TO THE EDITOR:Lung cancer associated with cystic airspaces, also known as cystic or pericystic lung cancer, was once thought to be a rare presentation of lung malignancy; however, in recent years, these forms have become more commonly recognized.(1) This is likely due to the increased availability of contiguous thin-section CT scans of the chest for the follow-up of patients with general respiratory diseases, as well as to the introduction of lung cancer screening programs.(1)
Cystic/pericystic lung cancer is usually diagnosed late, representing as much as 22% of missed lung cancers in screening programs. This is probably due to the low awareness of this morphological subtype among radiologists and clinicians.(1,2) Current guidelines for lung nodule management consider differences between solid and subsolid nodules but fail to provide a management proposal for cystic and pericystic lung cancers.(2)

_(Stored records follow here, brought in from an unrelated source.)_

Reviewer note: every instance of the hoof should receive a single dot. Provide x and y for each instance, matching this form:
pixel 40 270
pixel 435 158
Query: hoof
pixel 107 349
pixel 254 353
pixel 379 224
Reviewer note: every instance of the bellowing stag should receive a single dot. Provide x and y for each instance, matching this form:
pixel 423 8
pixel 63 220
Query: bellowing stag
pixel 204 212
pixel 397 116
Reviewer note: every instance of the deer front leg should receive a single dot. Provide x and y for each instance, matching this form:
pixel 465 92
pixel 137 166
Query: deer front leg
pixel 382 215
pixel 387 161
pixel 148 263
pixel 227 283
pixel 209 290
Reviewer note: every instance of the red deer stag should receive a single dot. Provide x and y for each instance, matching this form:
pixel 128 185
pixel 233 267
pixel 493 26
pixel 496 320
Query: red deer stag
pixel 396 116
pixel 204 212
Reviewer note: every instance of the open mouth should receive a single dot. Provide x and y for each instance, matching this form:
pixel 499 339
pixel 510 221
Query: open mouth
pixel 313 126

Cyst wall thickening or nodularity at the interface between normal and fibrotic/emphysematous lung parenchyma, as well as progressive wall thickening or nodularity abutting a cystic airspace, should raise the suspicion of cystic/pericystic lung cancer.(2)
The morphological classification of cystic/pericystic lung cancer was proposed in 2006 and updated in 2015.(3,4) According to the current classification, a type I lesion is a cystic airspace with an exophytic solid component, whereas a type II lesion is a cystic airspace with an endophytic solid component. A type III lesion presents as asymmetrical or circumferential thickening of the cyst wall. A type IV lesion is a multilocular cystic lesion with interposed solid tissue or a ground-glass component (Figure 1).(3-5) Differences among these types, as well as their growth rate, biological behavior, and prognosis, have yet to be determined.
These lesions were previously thought to arise from congenital cysts; however, recent studies have failed to find histopathological evidence to support that theory.(5) Currently, the two most accepted evidence-based theories are that there is a pre-existing cystic airspace in which malignancy develops or that there is formation of a cyst by a "check-valve mechanism" due to a small malignant lesion that only becomes visible after growth.(2,5)
Whatever the initial pathogenesis, the histology of cystic/pericystic lung cancer differs from that of the more commonly known cavitary lung cancer. Cavitation is usually due to post-treatment necrosis, internal cyst formation, or internal desquamation of tumor cells with subsequent liquefaction.(5) The most common histological type of cavitary lung cancer is non-small cell lung carcinoma, especially squamous cell carcinoma, whereas the most common histological type of cystic/pericystic lung cancer is adenocarcinoma.(2,5)
The delay in diagnosis is due to significant overlap of radiological features between cystic/pericystic malignancies and inflammatory or infectious lesions. Common differential diagnoses include cavitary lesions, such as the ones seen in tuberculosis, squamous cell carcinoma, aspergilloma, and rheumatoid nodules, as well as rare mimickers, such as amyloid nodules and cystic lung metastasis. Cystic/pericystic cancer can be misdiagnosed as a severe form of emphysematous disease, distal airway enlargement, or fibrosis.(5)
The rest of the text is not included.